De plus en plus d'artistes vendent leurs disques et/ou leurs concerts, via leur site internet, que ce soit en physique (CD) ou en téléchargement, même ceux qui ont un contrat régulier avec une maison de disques. Sûr qu'eux aussi, pour des raisons de rentabilité, on tout intérêt à encourager le téléchargement payant, plutôt que le support physique.

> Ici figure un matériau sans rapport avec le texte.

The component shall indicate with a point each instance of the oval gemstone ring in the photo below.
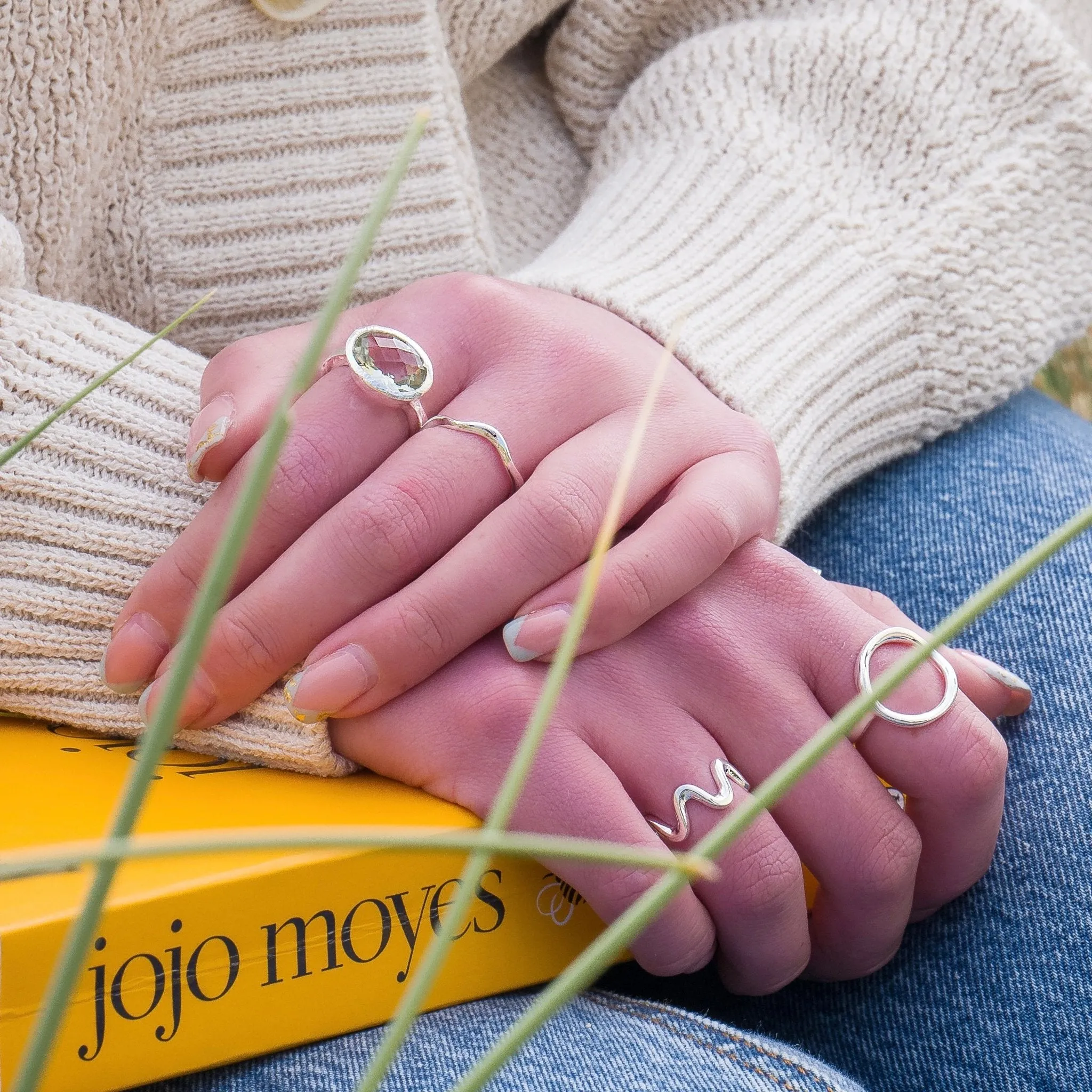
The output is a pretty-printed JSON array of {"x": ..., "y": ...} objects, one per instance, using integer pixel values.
[{"x": 389, "y": 364}]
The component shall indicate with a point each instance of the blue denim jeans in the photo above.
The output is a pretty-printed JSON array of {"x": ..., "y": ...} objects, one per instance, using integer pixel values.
[{"x": 995, "y": 992}]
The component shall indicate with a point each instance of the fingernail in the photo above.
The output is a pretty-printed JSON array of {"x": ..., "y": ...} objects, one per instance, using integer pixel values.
[
  {"x": 330, "y": 684},
  {"x": 1020, "y": 693},
  {"x": 134, "y": 652},
  {"x": 200, "y": 697},
  {"x": 209, "y": 428},
  {"x": 536, "y": 633}
]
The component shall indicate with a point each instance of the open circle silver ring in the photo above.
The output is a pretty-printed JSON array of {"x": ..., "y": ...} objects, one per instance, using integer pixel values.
[
  {"x": 724, "y": 774},
  {"x": 899, "y": 635},
  {"x": 487, "y": 433},
  {"x": 389, "y": 364}
]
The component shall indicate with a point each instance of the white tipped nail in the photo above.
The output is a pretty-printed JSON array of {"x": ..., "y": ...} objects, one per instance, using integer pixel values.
[
  {"x": 209, "y": 429},
  {"x": 511, "y": 632}
]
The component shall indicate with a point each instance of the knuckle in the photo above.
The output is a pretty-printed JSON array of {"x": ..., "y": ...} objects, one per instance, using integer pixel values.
[
  {"x": 306, "y": 471},
  {"x": 482, "y": 304},
  {"x": 888, "y": 866},
  {"x": 245, "y": 643},
  {"x": 180, "y": 576},
  {"x": 632, "y": 589},
  {"x": 386, "y": 531},
  {"x": 558, "y": 521},
  {"x": 767, "y": 878},
  {"x": 878, "y": 604},
  {"x": 498, "y": 704},
  {"x": 424, "y": 626},
  {"x": 981, "y": 764},
  {"x": 713, "y": 527}
]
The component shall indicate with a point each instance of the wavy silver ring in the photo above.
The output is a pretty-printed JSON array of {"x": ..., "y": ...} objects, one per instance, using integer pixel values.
[
  {"x": 389, "y": 364},
  {"x": 724, "y": 774},
  {"x": 487, "y": 433},
  {"x": 899, "y": 635}
]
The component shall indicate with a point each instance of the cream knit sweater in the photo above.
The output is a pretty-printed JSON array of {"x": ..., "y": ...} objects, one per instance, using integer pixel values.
[{"x": 877, "y": 215}]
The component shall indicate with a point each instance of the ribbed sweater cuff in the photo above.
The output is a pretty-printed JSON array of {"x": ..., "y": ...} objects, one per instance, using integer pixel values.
[
  {"x": 784, "y": 318},
  {"x": 86, "y": 508}
]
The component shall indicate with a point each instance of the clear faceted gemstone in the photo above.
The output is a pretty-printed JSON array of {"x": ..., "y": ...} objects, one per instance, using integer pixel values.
[{"x": 396, "y": 357}]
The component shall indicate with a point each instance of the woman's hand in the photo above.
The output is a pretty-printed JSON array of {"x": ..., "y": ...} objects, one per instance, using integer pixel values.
[
  {"x": 380, "y": 557},
  {"x": 747, "y": 668}
]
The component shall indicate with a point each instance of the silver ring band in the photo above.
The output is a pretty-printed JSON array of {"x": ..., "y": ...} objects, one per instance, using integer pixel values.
[
  {"x": 724, "y": 774},
  {"x": 899, "y": 635},
  {"x": 487, "y": 433},
  {"x": 368, "y": 349}
]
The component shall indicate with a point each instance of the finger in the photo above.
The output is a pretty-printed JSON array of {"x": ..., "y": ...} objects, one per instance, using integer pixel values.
[
  {"x": 322, "y": 461},
  {"x": 453, "y": 736},
  {"x": 996, "y": 692},
  {"x": 844, "y": 825},
  {"x": 758, "y": 905},
  {"x": 540, "y": 533},
  {"x": 714, "y": 507},
  {"x": 427, "y": 496},
  {"x": 952, "y": 770}
]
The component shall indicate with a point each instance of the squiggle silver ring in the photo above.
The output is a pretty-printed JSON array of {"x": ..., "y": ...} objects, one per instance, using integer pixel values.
[
  {"x": 487, "y": 433},
  {"x": 390, "y": 364},
  {"x": 724, "y": 774}
]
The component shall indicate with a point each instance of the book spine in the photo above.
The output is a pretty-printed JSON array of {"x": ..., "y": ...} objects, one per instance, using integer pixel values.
[{"x": 278, "y": 954}]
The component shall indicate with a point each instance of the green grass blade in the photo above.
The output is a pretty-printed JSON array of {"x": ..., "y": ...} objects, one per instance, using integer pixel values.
[
  {"x": 66, "y": 855},
  {"x": 15, "y": 448},
  {"x": 420, "y": 985},
  {"x": 599, "y": 956},
  {"x": 209, "y": 599}
]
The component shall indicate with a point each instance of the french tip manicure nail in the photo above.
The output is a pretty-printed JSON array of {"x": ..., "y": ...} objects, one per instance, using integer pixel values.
[
  {"x": 209, "y": 429},
  {"x": 1020, "y": 690},
  {"x": 304, "y": 716},
  {"x": 510, "y": 632},
  {"x": 537, "y": 632},
  {"x": 121, "y": 688},
  {"x": 333, "y": 683}
]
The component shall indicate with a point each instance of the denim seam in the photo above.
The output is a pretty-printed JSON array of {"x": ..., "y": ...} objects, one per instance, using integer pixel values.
[{"x": 640, "y": 1010}]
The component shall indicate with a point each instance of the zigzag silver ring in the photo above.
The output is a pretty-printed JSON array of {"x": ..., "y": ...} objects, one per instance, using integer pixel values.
[
  {"x": 724, "y": 774},
  {"x": 488, "y": 434}
]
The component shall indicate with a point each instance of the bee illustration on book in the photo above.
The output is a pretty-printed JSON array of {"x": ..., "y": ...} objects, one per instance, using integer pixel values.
[{"x": 557, "y": 900}]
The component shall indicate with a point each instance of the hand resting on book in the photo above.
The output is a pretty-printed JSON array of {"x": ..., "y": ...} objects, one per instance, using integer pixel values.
[
  {"x": 747, "y": 668},
  {"x": 405, "y": 551}
]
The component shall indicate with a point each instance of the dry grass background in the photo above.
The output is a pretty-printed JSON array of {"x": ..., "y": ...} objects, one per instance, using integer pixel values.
[{"x": 1068, "y": 377}]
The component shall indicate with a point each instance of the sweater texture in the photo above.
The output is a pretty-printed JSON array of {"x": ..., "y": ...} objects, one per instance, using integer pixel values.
[{"x": 876, "y": 218}]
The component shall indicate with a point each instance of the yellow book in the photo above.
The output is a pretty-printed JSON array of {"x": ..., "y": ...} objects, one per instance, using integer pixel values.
[{"x": 203, "y": 960}]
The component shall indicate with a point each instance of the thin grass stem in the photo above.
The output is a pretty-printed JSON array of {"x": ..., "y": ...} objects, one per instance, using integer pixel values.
[
  {"x": 599, "y": 956},
  {"x": 209, "y": 599},
  {"x": 416, "y": 992},
  {"x": 66, "y": 855},
  {"x": 28, "y": 438}
]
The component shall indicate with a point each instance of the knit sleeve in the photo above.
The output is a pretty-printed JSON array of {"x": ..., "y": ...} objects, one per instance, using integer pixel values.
[
  {"x": 876, "y": 218},
  {"x": 86, "y": 508},
  {"x": 12, "y": 274}
]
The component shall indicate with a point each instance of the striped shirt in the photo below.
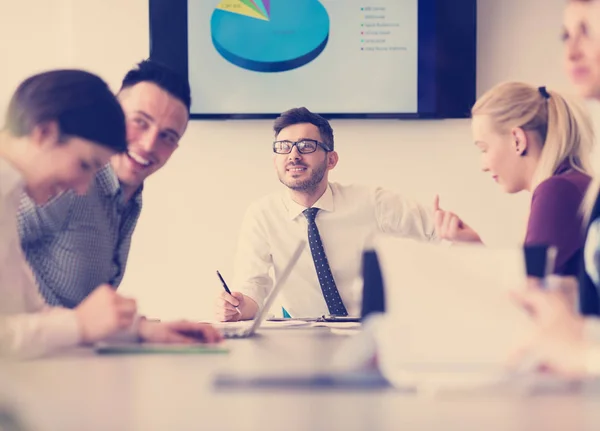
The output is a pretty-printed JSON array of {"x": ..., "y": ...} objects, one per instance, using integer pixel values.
[{"x": 75, "y": 243}]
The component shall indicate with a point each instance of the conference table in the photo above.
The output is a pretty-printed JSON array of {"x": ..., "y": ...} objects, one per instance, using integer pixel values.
[{"x": 80, "y": 390}]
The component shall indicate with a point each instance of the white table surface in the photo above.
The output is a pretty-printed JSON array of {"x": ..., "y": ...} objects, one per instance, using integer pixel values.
[{"x": 79, "y": 390}]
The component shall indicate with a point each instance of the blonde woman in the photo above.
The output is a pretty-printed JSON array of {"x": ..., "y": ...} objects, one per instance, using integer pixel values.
[
  {"x": 564, "y": 342},
  {"x": 536, "y": 140}
]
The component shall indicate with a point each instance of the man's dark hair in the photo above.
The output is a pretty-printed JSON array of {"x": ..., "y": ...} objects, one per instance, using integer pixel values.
[
  {"x": 303, "y": 115},
  {"x": 80, "y": 102},
  {"x": 157, "y": 73}
]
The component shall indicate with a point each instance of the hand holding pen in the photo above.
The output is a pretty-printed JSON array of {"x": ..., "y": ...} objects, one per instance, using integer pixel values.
[{"x": 230, "y": 299}]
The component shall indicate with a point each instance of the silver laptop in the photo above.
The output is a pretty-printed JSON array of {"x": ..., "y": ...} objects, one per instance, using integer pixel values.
[{"x": 249, "y": 331}]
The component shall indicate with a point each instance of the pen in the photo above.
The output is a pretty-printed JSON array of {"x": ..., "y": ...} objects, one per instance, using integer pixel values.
[{"x": 226, "y": 289}]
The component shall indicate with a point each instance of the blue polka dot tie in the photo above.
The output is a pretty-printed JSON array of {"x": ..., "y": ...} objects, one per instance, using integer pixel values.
[{"x": 330, "y": 292}]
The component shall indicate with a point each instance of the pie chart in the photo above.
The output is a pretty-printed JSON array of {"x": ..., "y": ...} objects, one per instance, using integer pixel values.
[{"x": 270, "y": 35}]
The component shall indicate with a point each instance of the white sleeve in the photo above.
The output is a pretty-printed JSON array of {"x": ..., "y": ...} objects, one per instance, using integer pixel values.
[
  {"x": 253, "y": 258},
  {"x": 30, "y": 335},
  {"x": 404, "y": 217}
]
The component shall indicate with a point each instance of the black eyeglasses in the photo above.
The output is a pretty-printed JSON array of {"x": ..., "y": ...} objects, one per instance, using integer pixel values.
[{"x": 305, "y": 146}]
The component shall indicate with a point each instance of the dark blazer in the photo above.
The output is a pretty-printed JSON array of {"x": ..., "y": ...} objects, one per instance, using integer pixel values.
[{"x": 589, "y": 301}]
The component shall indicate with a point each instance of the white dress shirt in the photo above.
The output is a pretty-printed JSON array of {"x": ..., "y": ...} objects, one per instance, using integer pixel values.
[
  {"x": 348, "y": 219},
  {"x": 28, "y": 327}
]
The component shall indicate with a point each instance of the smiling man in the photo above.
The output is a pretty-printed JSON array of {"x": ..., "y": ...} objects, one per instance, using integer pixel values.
[
  {"x": 75, "y": 243},
  {"x": 336, "y": 220}
]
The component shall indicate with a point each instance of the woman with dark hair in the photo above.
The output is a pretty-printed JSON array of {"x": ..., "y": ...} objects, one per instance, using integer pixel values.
[{"x": 61, "y": 127}]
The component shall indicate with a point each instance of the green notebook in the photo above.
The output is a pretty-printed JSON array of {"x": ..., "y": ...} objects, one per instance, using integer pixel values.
[{"x": 150, "y": 348}]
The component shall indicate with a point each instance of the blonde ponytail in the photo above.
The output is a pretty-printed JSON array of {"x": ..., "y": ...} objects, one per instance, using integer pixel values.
[{"x": 564, "y": 127}]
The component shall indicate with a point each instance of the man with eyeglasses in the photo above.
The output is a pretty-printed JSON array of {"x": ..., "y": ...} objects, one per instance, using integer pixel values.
[{"x": 337, "y": 221}]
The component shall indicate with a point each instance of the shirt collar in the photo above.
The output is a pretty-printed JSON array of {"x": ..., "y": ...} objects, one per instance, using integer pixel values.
[
  {"x": 10, "y": 178},
  {"x": 565, "y": 166},
  {"x": 107, "y": 181},
  {"x": 324, "y": 203},
  {"x": 109, "y": 184}
]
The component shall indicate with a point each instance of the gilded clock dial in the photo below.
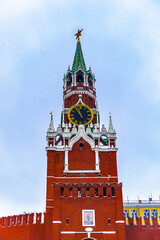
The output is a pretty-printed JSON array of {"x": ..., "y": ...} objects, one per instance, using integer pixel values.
[{"x": 80, "y": 114}]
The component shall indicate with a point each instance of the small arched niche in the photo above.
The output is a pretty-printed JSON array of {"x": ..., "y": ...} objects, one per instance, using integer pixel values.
[
  {"x": 90, "y": 80},
  {"x": 104, "y": 140},
  {"x": 59, "y": 140},
  {"x": 80, "y": 77},
  {"x": 69, "y": 80}
]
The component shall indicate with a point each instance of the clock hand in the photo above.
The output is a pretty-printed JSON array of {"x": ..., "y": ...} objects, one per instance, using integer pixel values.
[{"x": 78, "y": 110}]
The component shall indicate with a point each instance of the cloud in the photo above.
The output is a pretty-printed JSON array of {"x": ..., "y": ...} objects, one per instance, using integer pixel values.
[{"x": 138, "y": 22}]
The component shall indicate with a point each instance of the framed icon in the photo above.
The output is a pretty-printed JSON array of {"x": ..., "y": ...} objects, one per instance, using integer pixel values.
[{"x": 88, "y": 218}]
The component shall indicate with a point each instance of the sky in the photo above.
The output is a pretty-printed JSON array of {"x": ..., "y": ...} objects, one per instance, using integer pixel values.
[{"x": 121, "y": 43}]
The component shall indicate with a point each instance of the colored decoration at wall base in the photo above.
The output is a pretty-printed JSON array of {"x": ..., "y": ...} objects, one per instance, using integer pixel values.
[{"x": 80, "y": 114}]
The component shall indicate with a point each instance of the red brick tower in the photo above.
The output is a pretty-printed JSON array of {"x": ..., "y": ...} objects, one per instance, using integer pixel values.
[{"x": 84, "y": 198}]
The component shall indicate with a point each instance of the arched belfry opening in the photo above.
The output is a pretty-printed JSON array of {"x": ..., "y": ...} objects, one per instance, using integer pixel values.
[
  {"x": 89, "y": 238},
  {"x": 69, "y": 80},
  {"x": 80, "y": 77}
]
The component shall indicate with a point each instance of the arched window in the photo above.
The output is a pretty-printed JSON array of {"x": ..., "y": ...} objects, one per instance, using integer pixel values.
[
  {"x": 90, "y": 81},
  {"x": 59, "y": 140},
  {"x": 79, "y": 77},
  {"x": 104, "y": 140},
  {"x": 69, "y": 80}
]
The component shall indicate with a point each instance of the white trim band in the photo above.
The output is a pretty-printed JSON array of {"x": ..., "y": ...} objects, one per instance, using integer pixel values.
[
  {"x": 81, "y": 171},
  {"x": 120, "y": 221}
]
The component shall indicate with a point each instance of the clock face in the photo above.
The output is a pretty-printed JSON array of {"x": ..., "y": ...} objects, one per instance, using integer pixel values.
[{"x": 80, "y": 114}]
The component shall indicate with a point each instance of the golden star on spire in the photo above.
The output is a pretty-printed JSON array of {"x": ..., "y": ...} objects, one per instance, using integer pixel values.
[{"x": 78, "y": 34}]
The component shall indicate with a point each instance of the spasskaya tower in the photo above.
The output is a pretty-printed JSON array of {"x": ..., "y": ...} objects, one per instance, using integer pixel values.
[{"x": 84, "y": 198}]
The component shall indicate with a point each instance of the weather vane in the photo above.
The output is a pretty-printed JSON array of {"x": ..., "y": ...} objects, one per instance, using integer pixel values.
[{"x": 78, "y": 34}]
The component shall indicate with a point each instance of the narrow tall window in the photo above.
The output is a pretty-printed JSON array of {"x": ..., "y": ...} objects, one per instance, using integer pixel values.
[
  {"x": 62, "y": 191},
  {"x": 126, "y": 215},
  {"x": 70, "y": 191},
  {"x": 21, "y": 218},
  {"x": 3, "y": 222},
  {"x": 96, "y": 192},
  {"x": 134, "y": 213},
  {"x": 87, "y": 192},
  {"x": 67, "y": 220},
  {"x": 79, "y": 192}
]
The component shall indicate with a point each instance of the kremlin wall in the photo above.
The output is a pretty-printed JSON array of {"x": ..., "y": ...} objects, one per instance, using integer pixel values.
[{"x": 83, "y": 195}]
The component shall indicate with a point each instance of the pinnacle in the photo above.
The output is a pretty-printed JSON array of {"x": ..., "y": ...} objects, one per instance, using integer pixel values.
[{"x": 78, "y": 61}]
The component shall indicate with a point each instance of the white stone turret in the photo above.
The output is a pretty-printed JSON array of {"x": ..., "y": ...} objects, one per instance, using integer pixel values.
[
  {"x": 51, "y": 125},
  {"x": 110, "y": 129}
]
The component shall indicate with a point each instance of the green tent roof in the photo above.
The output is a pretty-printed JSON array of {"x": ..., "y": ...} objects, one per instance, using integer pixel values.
[{"x": 78, "y": 59}]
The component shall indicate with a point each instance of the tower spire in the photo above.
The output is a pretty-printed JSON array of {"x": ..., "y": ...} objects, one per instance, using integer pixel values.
[{"x": 78, "y": 58}]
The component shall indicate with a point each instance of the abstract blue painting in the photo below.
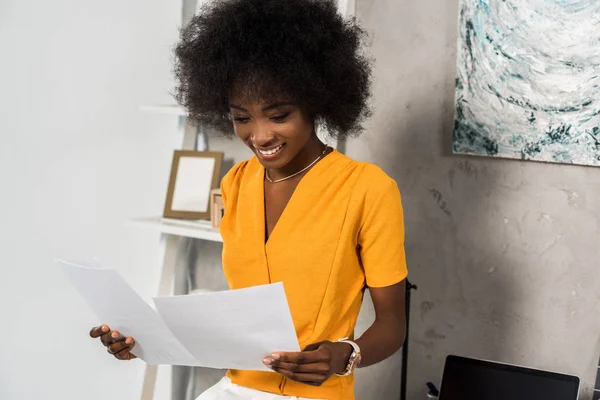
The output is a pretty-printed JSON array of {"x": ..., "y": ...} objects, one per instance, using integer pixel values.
[{"x": 528, "y": 80}]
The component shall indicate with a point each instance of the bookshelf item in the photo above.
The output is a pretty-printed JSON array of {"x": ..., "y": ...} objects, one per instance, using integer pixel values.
[
  {"x": 194, "y": 174},
  {"x": 217, "y": 207}
]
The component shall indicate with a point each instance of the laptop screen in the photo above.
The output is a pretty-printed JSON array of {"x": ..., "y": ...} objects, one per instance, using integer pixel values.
[{"x": 469, "y": 379}]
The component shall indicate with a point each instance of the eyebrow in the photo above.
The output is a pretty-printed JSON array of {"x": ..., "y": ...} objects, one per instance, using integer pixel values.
[{"x": 266, "y": 108}]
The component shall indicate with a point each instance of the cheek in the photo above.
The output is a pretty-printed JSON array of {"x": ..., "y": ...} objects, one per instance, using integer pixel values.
[{"x": 240, "y": 132}]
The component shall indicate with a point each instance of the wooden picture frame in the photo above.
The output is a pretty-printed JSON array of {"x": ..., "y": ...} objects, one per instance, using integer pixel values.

Le principal intérêt pour un artiste de signer, notamment, dans une major, était d'accéder à une notoriété relative, sensée déclencher des ventes d'albums, grâce aux investissements promo et marketing. Or les maisons de disques ont réduit de manière drastique ce type d'investissement ces dernières années (pour sauvegarder ce qui pouvait l'être, la marge...)
La question n'est pas à mon sens de savoir si le CD va disparaître, mais s'il va être remplacé par un support physique ou virtuel.